The American Civil Liberties Union, coming fresh off a victory over the Trump administration’s family separation policy, is once again filing a lawsuit against the government for deliberately preventing thousands of immigrants from seeking asylum. The complaint, filed on behalf of 12 immigrants from Central American countries, seeks to put a stop to the government’s new screening policies and hopes to persuade the judge that the administration is committing asylum fraud. According to the ACLU, the Department of Homeland Security is manipulating the fast-track removal system, created under President Clinton in 1996, in order to block worthy asylum seekers from getting a full hearing in immigration court. They claim that this change in policy violates numerous laws and statutes, not to mention the separation-of-powers principles outlined in the Constitution.
In order to successfully apply for asylum, migrants have to demonstrate a fear of persecution in their home country based on their inclusion in a certain social category such as race, nationality, or political opinion. Up until recently, victims of domestic violence and related abuse could also claim persecution related to membership “in a particular social group”, meaning their marriage or relationship to their abuser. But in June of this year, Attorney General Jeff Sessions overturned a Board of Immigration Appeals court cause that had granted asylum to a Salvadoran woman under this criterion. Attorney General Sessions stated in his opinion that most cases featuring victims of gang and/or domestic violence would no longer be grounds for asylum.
Only a month after Sessions’ ruling, the Justice Department issued new screening policies that placed migrants in fast-track deportation proceedings called “expedited removal”. As a result, a record number of asylum applicants are failing their initial “credible fear” interviews, despite having clear evidence of danger and potential death if they return to their home countries. According to statistics released by Syracuse University, only 14.7 percent of asylum seekers have passed their initial review in 2018 so far. This is a marked drop from approval levels in the second half of 2017, which were nearly twice what they are now. The ACLU, as well as other immigration attorneys and advocates, see this shift as evidence that the Trump administration is trying to reduce the number of people granted asylum by limiting the conditions by which it is granted.

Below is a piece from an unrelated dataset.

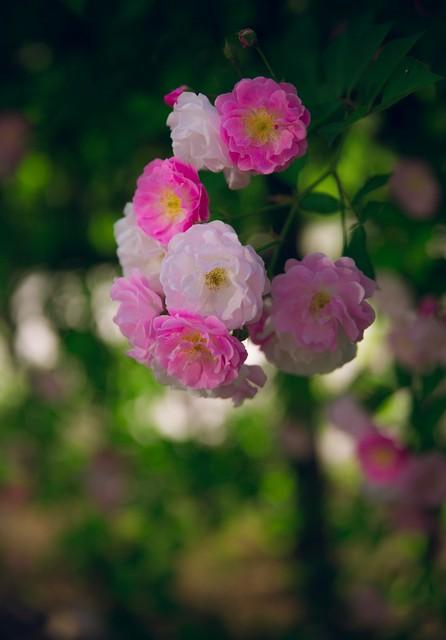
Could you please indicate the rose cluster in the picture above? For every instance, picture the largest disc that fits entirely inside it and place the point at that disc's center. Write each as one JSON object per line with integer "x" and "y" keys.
{"x": 190, "y": 289}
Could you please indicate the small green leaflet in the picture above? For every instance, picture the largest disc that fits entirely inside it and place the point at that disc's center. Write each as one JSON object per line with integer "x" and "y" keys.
{"x": 320, "y": 202}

The ACLU has called the Trump administration’s new screening policies “an assault against longstanding elements of U.S. asylum law”, in direct violation of the separation of powers principles in the Constitution. The government is doing so in order to overturn decades of settled asylum law, so that they can set up worthy asylum seekers to fail their credible fear interviews and be deported back to their home countries, where many of them face the all too real prospect of violent harm or even death.